Depuis sa création, il y a 8 mois, l’instance nationale indépendante de reconnaissance et de réparation (INIRR) a reçu 1004 demandes de personnes victimes de pédocriminalité dans l’Église. Son collège a pris 60 décisions de réparation dont 45 ayant un volet financier et 23 personnes ont perçu cette réparation financière.
Vendredi 30 septembre, la présidente de l’INIRR, Marie Derain de Vaucresson, entourée de Florence Gavirey, nouvelle secrétaire générale de l’organisation, de Jean-François Badin, référent et de Florence Hermite, membre du collège des experts s’est à nouveau livrée à l’exercice du point d’étape sur sa mission désormais conduite par la nécessité d’accélérer les réponses aux demandes des victimes. Les nouvelles demandes croissant au rythme de 10 à 15 par semaine, l’organisation se trouve aujourd’hui confrontée à l’impatience de ces victimes. Des victimes plus jeunes et plus féminines que prévu (32 %), qui s’organisent en collectifs et mettent l’organisation aux défis de l’efficacité et de la rapidité. Deux défis qu’elle doit relever sans perdre de vue la réparation individuelle et singulière voulue par la Conférence des Évêques de France.

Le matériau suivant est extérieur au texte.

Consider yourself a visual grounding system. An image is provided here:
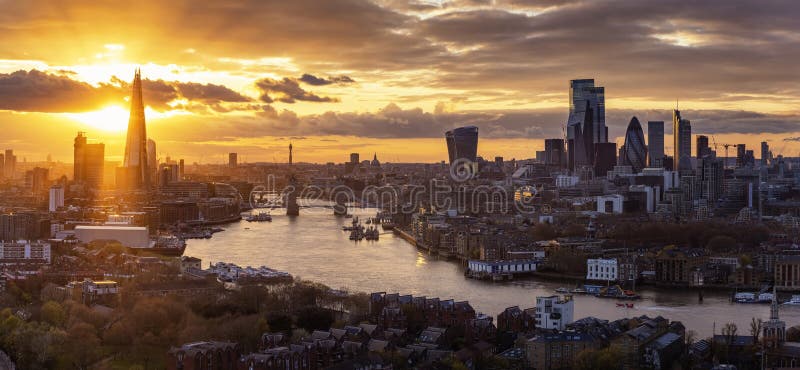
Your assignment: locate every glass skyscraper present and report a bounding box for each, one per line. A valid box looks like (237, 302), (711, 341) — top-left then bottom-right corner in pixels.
(620, 117), (647, 173)
(445, 126), (478, 164)
(672, 109), (691, 168)
(120, 69), (150, 189)
(566, 79), (606, 170)
(647, 121), (664, 168)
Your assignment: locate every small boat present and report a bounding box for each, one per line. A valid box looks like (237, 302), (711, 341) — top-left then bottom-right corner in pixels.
(555, 287), (569, 293)
(626, 303), (634, 308)
(246, 212), (272, 222)
(616, 303), (625, 307)
(758, 292), (774, 303)
(784, 295), (800, 305)
(734, 292), (757, 303)
(571, 287), (588, 294)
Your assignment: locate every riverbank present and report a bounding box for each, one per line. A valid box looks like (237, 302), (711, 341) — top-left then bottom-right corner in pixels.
(185, 208), (796, 338)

Traiter chaque victime dans sa singularité
Pour Marie Derain de Vaucresson, l’affaire est délicate. Les reproches majeurs adressés à l’INIRR concernent principalement les grilles d’évaluation mises en place pour aboutir aux indemnisations. Des grilles graduées de 1 à 10 et qui se déplient sur trois axes : Faits, Histoire, Conséquences. Il est notamment reproché à l’instance d’évaluer la gravité des faits de viols selon cinq degrés, une approche qui suscite une levée de boucliers dans les collectifs de victimes. Par ailleurs, de l’aveu même de la Présidente, le second axe d’évaluation dit « Histoire » et qui évalue l’attitude de l’Église (ses manquements) dans le déroulé des faits pose un problème de compréhension. Un collectif voit sa graduation comme une échelle d’atténuation des responsabilités de l’Église dans les atteintes aux victimes. Marie Derain de Vaucresson compte s’en expliquer et aplanir cette difficulté lors d’une première et prochaine avec les collectifs.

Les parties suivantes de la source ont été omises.